焼鳥店の主人はとみに年齢を感じるようになった。
常連客でキャバクラ勤めの女性は、夫からDV被害に遭っていた。
それを知った同じ常連客のタクシー運転手は……。孤独な老人の反逆とその沈黙を描く表題作(「孤老たちの沈黙」)。
仕事にあぶれ、年老いた父親の年金だけが頼りの息子。出会い系アプリで知り合った女性といい仲になるが、その彼女がじつはとんでもない秘密を抱えていた(「凍えた親子」)。
車で妻の妹の結婚式に向かう夫婦。

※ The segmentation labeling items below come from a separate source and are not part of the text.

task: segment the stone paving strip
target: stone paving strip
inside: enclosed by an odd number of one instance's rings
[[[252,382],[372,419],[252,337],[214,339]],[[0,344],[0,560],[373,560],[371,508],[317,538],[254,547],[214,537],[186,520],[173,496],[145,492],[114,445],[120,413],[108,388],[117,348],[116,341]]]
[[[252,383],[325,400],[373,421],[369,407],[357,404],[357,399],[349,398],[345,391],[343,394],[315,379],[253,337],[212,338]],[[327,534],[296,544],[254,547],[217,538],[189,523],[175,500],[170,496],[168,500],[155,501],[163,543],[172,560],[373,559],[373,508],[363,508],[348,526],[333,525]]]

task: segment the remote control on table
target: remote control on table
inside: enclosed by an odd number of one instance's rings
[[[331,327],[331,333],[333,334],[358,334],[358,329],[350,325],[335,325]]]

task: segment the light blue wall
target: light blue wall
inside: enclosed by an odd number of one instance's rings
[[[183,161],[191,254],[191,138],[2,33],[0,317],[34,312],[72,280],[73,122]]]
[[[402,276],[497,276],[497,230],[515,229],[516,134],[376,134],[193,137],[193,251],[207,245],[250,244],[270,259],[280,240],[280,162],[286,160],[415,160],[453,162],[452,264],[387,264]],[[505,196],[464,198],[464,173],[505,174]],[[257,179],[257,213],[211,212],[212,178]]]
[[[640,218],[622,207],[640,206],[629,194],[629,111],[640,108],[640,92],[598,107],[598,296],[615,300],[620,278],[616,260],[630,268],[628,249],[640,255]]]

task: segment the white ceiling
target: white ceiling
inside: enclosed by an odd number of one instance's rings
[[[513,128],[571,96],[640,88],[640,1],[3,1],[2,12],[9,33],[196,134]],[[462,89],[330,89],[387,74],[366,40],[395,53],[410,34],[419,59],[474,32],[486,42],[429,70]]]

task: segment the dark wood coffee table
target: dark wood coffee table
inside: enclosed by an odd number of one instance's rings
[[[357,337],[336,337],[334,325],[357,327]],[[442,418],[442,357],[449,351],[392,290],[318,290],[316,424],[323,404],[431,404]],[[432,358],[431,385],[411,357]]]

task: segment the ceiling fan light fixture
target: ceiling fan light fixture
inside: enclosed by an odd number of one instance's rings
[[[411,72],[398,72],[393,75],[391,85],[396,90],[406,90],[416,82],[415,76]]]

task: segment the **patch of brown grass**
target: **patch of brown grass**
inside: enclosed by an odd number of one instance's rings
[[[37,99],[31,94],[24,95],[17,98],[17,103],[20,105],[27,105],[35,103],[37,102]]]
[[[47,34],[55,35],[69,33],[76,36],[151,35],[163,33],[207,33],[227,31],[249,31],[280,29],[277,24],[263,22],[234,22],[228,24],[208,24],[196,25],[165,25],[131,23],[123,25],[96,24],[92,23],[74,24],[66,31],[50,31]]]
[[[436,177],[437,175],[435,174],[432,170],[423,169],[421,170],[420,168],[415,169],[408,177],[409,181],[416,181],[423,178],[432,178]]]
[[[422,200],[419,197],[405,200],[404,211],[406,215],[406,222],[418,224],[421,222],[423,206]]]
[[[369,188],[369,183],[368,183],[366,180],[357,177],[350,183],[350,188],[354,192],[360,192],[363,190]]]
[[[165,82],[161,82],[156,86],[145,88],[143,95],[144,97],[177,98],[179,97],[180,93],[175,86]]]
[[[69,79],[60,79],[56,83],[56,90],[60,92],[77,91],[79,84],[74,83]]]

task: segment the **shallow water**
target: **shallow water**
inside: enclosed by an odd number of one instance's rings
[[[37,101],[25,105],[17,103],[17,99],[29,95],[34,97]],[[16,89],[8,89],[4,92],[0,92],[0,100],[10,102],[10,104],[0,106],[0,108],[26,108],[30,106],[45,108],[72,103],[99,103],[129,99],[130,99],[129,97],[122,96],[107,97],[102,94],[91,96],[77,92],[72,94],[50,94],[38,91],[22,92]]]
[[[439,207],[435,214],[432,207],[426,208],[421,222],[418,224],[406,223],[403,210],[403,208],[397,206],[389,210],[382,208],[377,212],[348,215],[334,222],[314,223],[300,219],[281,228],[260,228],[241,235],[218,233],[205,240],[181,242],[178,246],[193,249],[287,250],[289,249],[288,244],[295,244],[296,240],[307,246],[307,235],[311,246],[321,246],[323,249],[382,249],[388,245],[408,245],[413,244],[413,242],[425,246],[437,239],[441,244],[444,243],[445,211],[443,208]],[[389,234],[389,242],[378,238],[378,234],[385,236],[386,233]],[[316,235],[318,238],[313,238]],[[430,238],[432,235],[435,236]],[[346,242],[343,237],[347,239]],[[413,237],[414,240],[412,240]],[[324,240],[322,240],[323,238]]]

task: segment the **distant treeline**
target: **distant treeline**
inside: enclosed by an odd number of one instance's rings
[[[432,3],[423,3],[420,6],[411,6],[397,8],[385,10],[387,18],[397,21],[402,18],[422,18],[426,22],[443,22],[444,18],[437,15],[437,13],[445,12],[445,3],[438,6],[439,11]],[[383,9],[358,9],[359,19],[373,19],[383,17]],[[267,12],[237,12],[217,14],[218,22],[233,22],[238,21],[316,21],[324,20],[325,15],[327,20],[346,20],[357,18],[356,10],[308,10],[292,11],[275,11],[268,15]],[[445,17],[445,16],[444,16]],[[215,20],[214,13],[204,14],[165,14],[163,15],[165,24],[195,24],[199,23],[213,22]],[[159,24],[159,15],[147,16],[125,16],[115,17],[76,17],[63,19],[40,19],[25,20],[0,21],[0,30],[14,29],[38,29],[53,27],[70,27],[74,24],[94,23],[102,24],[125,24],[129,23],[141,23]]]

高速道路でヤクザまがいの奴らが乗る車にあおり運転をされ、金まで要求される。夫婦ふたりのとった行動は!?(「渋滞からの脱出」)。
ゾッとする展開で心底イヤになるが、その先に一条の光が見出せる、滋味溢れるサスペンス作品を7編収録。
『灰色の犬』『白日の鴉』などの「条川署クロニクル」や『侠飯』など、アウトローや実話怪談、警察ものなど幅広い作品で人気を博す作家・福澤徹三の真骨頂。
解説を書いた文庫本が届きました。福澤徹三さんの『孤老たちの沈黙』(光文社文庫)。5月半ばくらいの発売かと思います。また近くなりましたらお知らせします。その他たくさん本が届いておりますが、過去イチの忙しさで紹介する余裕なし。南無阿弥陀仏。アイムスキャットマン。
— 朝宮運河 (@Unga_Asamiya) April 25, 2025
福澤 徹三
1962年、福岡県生まれ。デザイナー、コピーライター、専門学校講師を経て作家活動に入る。2008年『すじぼり』(角川文庫)で第10回大藪春彦賞を受賞。ホラー、怪談実話、クライムノベル、警察小説など幅広いジャンルで執筆。著書に『灰色の犬』『群青の魚』(光文社文庫)『そのひと皿にめぐりあうとき』(光文社)、『黒い百物語』『怖の日常』『忌談』(角川ホラー文庫)、『作家ごはん』(講談社文庫)『羊の国のイリヤ』(小学館文庫)、『死に金』『おれたちに偏差値はない』(文春文庫)など多数。『東京難民』(光文社文庫)は映画化、『白日の鴉』(光文社文庫)はテレビドラマ化、『侠飯』『Iターン』(文春文庫)はテレビドラマ化・コミック化された。